10. The method of claim 9, wherein the separately processing the first set of true specimen images and the set of true ages corresponding to the first set of true specimen images to obtain a set of true specimen image features corresponding to the first set of true specimen images and a set of true age features corresponding to the set of true ages comprises:
processing the first real sample image set by using a coding module included in the first generator to obtain a real sample image feature set corresponding to the first real sample image set; and
processing a real age set corresponding to the first real sample image set by using a multi-layer perceptron comprised by the first generator to obtain a real age feature set corresponding to the real age set.
11. The method of claim 9 or 10, wherein said deriving the first set of simulated sample images from the set of real sample image features and the set of real age features comprises:
and processing the real sample image feature set and the real age feature set by using a decoding module included in the first generator to obtain the first simulation sample image set.
12. The method of any of claims 9-11, wherein the training the first generator and the first discriminator using the first set of authentic sample images and the first set of simulated sample images to obtain the trained first generator and first discriminator comprises:
under the condition that the preset condition is determined not to be met, alternately training the first generator and the first discriminator by utilizing the first real sample image set and the first simulation sample image set;
determining a second set of simulated sample images from the first set of simulated sample images if it is determined that the preset condition is met;
obtaining a third simulation sample image set according to the first simulation sample image set and the second simulation sample image set;
obtaining a second real sample image set according to the second simulation sample image set and the first real sample image set; and
and alternately training the first generator and the first discriminator by using the second real sample image set and the third simulation sample image set.

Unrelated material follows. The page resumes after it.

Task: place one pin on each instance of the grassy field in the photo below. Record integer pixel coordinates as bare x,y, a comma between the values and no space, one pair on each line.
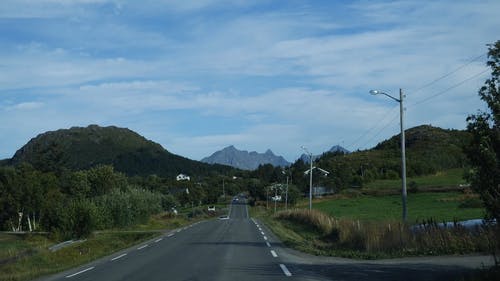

13. The method of any of claims 9-12, wherein the generating an additional sample image set comprises:
obtaining a direction vector of an attribute axis corresponding to the at least one preset age interval according to the classifier model;
generating at least one first alternate image feature; and
generating the additional sample image set using the at least one first alternate image feature and a direction vector of an attribute axis corresponding to the at least one preset age interval based on an image generation model.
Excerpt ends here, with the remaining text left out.